Y luego la famosa cena. Octavio reconoció las fuentes de ensalada, los surtidos de quesos y patés, igual que si estuvieran allí mismo; la mesa desplegada en el comedor, como si fueran ciento y la madre, y Paula, trinchando el cerdo y después el cabrito. Anticipándose, Octavio oía las risas, las carcajadas crueles de los espectadores que se desatarían en cuanto él acercara el plato a su mujer y le pidiese cabrito. «No, cochinillo está bien», dijo el profesor Colbert, con gestos profesionales, desplegando la servilleta y anudándosela en el cuello mientras hablaba de epistemología y nombraba filósofos que Octavio nunca había oído. Tal vez la voz de Colbert impediría que se escuchara la suya. Pero no fue así. «Cariño, si no te molesta, yo prefiero cabrito», y luego, él como siempre tan educado, dirigiéndose a Colbert: «El cochinillo, ¿sabe usted? me da ardor de estómago», y las risas desenfrenadas que imposibilitaron a Octavio oírse a sí mismo pidiéndole a Colbert que prosiguiera su interesante razonamiento.

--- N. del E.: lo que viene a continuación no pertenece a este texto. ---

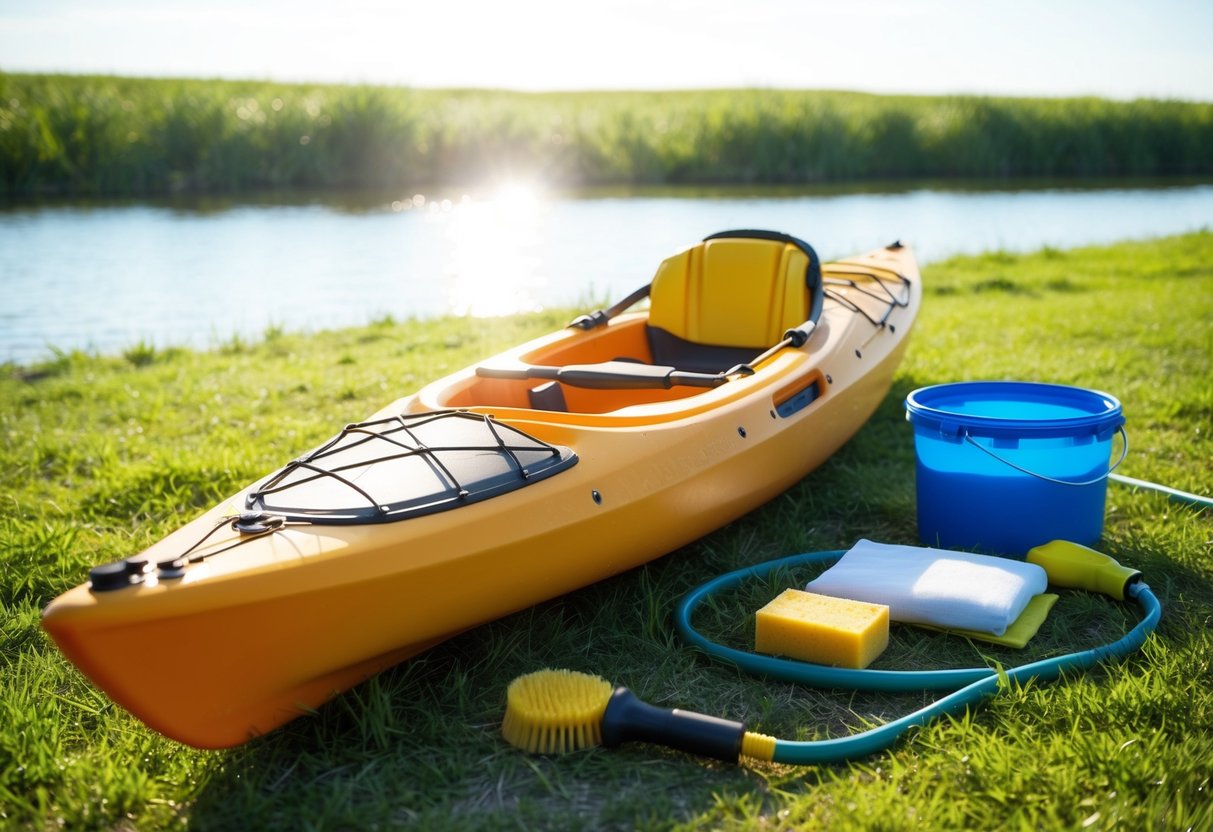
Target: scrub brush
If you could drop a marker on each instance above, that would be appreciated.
(559, 711)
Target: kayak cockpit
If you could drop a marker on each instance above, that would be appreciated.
(715, 309)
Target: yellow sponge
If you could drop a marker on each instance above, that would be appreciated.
(823, 630)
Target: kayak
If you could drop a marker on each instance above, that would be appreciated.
(557, 463)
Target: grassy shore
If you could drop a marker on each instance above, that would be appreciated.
(102, 455)
(114, 136)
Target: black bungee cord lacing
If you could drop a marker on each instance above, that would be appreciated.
(884, 295)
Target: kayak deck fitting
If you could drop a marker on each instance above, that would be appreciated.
(631, 432)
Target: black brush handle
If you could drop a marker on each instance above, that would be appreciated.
(627, 719)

Se llevó la mano a la boca. Y contempló la siguiente escena, ambientada con música de violín que no aminoró el fastidio de las risas; de vez en cuando una voz o un relincho y alguien se contagiaba allí al fondo, en el gallinero. No le había parecido que hubiera tanta gente en el cine. Ahora, recostado en la cama, quería convencer a Paula para ir al teatro, al cine, salir a divertirse como antes. Y ella, camino del cuarto de baño, se negó: el cine le aburría soberanamente, pero la cena con Colbert había resultado muy divertida. Nunca, ni siquiera cuando era niña, aprendió tantas curiosidades en una sola tarde.

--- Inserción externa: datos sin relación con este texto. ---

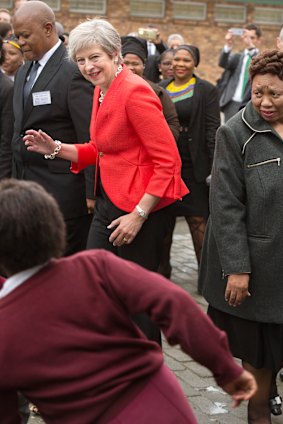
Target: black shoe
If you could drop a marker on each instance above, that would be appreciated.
(275, 404)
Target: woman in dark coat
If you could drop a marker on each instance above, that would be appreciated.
(197, 105)
(241, 269)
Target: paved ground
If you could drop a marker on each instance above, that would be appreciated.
(210, 403)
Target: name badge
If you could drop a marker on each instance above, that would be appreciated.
(41, 98)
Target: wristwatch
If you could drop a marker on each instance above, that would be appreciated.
(141, 212)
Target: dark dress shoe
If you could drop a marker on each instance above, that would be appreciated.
(275, 404)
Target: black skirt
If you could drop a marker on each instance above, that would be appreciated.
(259, 344)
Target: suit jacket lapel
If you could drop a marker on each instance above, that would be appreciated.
(51, 68)
(18, 94)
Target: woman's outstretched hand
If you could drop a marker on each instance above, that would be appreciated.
(242, 388)
(39, 142)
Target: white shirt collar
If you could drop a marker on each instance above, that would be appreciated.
(48, 54)
(17, 279)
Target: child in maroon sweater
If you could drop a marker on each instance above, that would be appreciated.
(68, 342)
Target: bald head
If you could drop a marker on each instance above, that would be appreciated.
(37, 10)
(34, 26)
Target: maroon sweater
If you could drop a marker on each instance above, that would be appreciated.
(69, 345)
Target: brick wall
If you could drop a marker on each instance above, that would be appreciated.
(207, 35)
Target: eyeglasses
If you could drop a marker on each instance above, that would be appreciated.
(167, 64)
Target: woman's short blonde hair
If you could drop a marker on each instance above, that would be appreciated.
(95, 31)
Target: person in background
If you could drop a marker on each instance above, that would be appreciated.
(155, 47)
(175, 40)
(51, 94)
(197, 106)
(101, 368)
(134, 53)
(13, 56)
(6, 121)
(241, 269)
(5, 16)
(137, 161)
(280, 40)
(18, 4)
(236, 91)
(66, 39)
(165, 65)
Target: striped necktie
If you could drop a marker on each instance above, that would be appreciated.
(30, 82)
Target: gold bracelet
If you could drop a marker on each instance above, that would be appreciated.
(56, 150)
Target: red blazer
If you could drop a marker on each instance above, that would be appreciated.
(132, 145)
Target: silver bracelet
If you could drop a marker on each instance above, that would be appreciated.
(56, 150)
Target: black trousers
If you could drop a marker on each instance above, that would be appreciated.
(145, 250)
(77, 232)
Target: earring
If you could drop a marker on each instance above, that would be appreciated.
(119, 69)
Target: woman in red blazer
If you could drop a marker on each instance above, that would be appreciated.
(138, 167)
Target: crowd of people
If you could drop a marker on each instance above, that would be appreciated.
(105, 139)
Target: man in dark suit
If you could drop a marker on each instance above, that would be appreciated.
(59, 103)
(236, 87)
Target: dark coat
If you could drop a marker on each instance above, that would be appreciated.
(6, 125)
(244, 232)
(232, 63)
(169, 110)
(67, 119)
(206, 120)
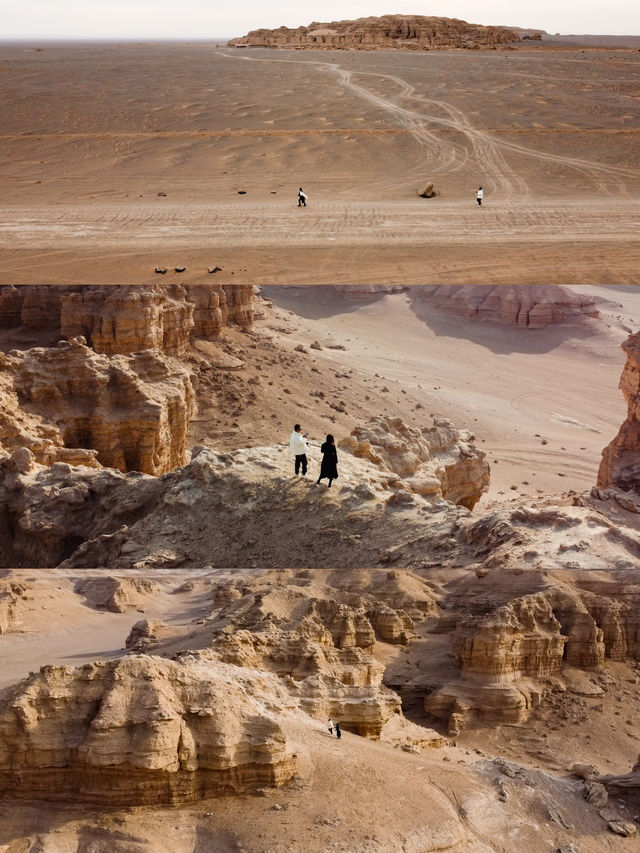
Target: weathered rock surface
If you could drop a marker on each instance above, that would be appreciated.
(142, 731)
(620, 465)
(240, 509)
(388, 31)
(509, 658)
(125, 319)
(70, 404)
(625, 783)
(439, 461)
(524, 305)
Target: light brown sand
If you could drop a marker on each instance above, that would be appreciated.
(92, 134)
(514, 388)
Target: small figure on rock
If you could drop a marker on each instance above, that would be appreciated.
(298, 447)
(329, 466)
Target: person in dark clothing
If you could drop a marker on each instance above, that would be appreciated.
(329, 467)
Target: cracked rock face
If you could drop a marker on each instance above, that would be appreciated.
(524, 305)
(439, 461)
(509, 658)
(387, 31)
(129, 318)
(142, 731)
(620, 465)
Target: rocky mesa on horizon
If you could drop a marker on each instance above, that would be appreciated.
(413, 32)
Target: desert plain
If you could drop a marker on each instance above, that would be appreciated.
(118, 158)
(181, 615)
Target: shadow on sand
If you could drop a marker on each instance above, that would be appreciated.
(314, 302)
(502, 339)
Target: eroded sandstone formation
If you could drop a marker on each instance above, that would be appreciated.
(415, 32)
(70, 404)
(143, 731)
(239, 509)
(122, 319)
(509, 657)
(324, 648)
(438, 461)
(620, 465)
(529, 306)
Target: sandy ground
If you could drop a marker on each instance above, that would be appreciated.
(198, 163)
(522, 392)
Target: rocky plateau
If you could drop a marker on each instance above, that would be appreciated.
(413, 32)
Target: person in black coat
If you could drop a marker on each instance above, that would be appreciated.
(329, 467)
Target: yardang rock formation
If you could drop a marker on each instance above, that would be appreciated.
(415, 32)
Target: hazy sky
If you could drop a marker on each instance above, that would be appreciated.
(205, 19)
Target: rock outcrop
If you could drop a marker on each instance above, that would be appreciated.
(509, 658)
(239, 509)
(415, 32)
(529, 306)
(70, 404)
(124, 319)
(143, 731)
(620, 465)
(323, 648)
(438, 461)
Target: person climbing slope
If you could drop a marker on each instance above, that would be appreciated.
(329, 466)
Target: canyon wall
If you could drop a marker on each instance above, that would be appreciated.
(510, 657)
(415, 32)
(142, 731)
(71, 404)
(122, 319)
(620, 465)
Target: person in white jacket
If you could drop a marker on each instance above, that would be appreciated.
(298, 447)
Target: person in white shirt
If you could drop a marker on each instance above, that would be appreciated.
(298, 447)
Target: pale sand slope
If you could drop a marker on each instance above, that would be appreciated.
(515, 388)
(551, 135)
(61, 628)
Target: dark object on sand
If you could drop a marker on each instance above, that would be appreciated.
(428, 191)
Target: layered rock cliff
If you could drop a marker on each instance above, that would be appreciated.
(439, 461)
(415, 32)
(124, 319)
(241, 509)
(509, 658)
(142, 731)
(524, 305)
(620, 465)
(70, 404)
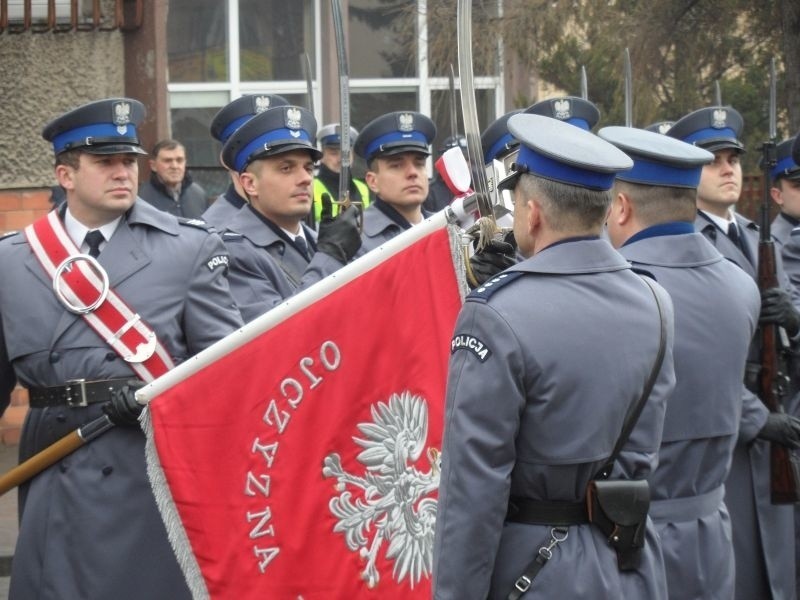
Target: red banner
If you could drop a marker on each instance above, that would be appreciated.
(304, 463)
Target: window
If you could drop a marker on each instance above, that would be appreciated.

Otro aluvión de risotadas. Los enormes ojos de Octavio se nublaron. Cada vez se veía más confuso ante la mesa metálica del gabinete, con el puño sobre su mentón redondeado, escuchando con atención a su clientela, asintiendo como un verdadero profesional, con aquella seriedad rigurosa ante cualquier confesión, jamás una mueca de burla ni la más mínima broma que pudiera importunarlos. Excepto con aquella mujer excéntrica, no se acordaba de su nombre, que con un perfil desdibujado vislumbró ahora y ella le contestó que Cecilia Álvarez, entre el humo disperso de una pipa de bronce. Cecilia que creía engañar, pero la engañada era ella.

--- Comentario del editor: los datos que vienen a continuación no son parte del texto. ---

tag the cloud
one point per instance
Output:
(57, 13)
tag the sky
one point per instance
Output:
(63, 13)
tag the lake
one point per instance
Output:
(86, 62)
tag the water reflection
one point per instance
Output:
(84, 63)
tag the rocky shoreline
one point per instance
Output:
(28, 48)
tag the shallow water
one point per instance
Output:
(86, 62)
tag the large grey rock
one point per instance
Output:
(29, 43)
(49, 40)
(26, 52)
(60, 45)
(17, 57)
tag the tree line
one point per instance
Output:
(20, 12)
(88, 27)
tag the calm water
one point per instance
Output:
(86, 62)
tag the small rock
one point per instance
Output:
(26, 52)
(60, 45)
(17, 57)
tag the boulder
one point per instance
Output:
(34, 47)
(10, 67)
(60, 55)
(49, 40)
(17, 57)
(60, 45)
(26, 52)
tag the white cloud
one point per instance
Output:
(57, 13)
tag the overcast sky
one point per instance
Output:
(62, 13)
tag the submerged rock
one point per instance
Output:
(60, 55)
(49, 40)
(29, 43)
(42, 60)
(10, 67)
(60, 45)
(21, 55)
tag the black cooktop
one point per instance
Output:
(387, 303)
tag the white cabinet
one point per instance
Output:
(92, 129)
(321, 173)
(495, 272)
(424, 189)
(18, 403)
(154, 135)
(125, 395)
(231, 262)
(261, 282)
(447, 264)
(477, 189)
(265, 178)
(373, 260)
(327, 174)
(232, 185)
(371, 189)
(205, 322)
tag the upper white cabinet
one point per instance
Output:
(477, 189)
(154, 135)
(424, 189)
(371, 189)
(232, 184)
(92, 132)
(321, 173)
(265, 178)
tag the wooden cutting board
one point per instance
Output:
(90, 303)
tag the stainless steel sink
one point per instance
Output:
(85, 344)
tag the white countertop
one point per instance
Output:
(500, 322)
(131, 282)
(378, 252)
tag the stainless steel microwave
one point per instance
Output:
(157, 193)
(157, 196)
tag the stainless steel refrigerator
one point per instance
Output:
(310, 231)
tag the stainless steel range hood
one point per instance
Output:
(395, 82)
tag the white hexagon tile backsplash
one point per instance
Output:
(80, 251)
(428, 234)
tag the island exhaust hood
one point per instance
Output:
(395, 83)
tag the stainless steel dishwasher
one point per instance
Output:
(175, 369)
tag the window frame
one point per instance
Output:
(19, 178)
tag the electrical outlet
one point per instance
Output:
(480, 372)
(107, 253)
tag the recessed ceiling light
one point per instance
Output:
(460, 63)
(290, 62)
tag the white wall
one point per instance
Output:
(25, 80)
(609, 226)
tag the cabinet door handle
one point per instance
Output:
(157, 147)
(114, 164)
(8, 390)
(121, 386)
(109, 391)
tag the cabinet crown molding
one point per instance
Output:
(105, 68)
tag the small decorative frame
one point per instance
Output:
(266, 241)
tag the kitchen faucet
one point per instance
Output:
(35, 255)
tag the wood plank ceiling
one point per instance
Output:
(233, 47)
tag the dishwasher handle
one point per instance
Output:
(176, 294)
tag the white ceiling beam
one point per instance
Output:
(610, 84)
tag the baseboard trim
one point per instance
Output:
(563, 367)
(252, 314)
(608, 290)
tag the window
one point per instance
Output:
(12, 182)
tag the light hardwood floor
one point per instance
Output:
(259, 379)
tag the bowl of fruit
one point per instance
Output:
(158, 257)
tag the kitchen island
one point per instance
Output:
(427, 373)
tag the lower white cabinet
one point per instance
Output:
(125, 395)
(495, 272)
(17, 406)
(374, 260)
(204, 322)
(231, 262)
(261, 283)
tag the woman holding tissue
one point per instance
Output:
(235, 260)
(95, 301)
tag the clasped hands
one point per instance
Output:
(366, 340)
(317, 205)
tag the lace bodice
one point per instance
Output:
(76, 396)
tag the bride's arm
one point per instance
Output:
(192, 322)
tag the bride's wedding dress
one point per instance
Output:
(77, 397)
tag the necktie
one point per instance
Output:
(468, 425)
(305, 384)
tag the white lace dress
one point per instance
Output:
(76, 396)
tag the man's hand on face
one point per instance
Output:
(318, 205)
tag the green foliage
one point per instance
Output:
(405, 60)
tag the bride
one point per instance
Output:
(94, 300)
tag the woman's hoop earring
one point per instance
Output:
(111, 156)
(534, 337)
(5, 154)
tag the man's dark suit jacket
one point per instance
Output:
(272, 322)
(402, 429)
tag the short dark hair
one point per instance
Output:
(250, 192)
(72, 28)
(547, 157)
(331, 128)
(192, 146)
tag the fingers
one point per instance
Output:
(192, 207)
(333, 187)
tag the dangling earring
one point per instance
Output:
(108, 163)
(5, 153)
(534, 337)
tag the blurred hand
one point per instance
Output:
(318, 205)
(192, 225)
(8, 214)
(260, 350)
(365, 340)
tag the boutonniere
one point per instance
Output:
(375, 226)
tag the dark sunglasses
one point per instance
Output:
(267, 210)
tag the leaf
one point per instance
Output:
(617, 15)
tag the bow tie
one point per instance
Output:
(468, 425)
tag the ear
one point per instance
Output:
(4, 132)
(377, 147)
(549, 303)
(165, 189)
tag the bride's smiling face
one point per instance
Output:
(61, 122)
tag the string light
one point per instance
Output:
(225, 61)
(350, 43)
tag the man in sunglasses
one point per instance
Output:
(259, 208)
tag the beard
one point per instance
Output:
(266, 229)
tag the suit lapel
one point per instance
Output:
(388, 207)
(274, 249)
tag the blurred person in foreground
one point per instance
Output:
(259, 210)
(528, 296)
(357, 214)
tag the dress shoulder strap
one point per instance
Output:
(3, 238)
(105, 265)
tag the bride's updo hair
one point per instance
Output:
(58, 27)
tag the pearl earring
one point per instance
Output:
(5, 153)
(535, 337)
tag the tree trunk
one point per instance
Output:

Aquella fue su investigación más reciente. Y Octavio supo que se acercaba el final, cuando en la pantalla aparecieron las filas de entrada a los cines, y él, entretenido y ausente, ante el cartel de «Detective a medianoche», cortando con la navaja la hebra de un botón que el verdadero Octavio ya se había guardado en el bolsillo. El Octavio adelantado comprobó que a su espalda el asiento estuviera libre, tan solo dos viejecitas a su derecha. Las viejecitas siempre son inofensivas y en Octavio se proyectó su propia ridiculez tras las gafas de cartulina; sin saber qué pensar, qué hacer, adónde ir. Una nebulosa que ahora se ha disipado, al girarse en la pantalla y descubrir a Paula sentada tras él, acurrucada en el hombro de Colbert, riéndose de él mismo, que ignora dónde está ya, si dentro o fuera, en una sala de proyección o en su propia vida. La realidad de la navaja que se abre, la ficción de darse la vuelta en el sitio, la histérica confusión de dos viejas que gritan mostrando sus dentaduras postizas, y en el respaldo de la butaca trasera el acero hundido, los títulos de crédito en el telón que Octavio ya no distingue. Repara en su pecho desnudo. Le falta un botón de la camisa.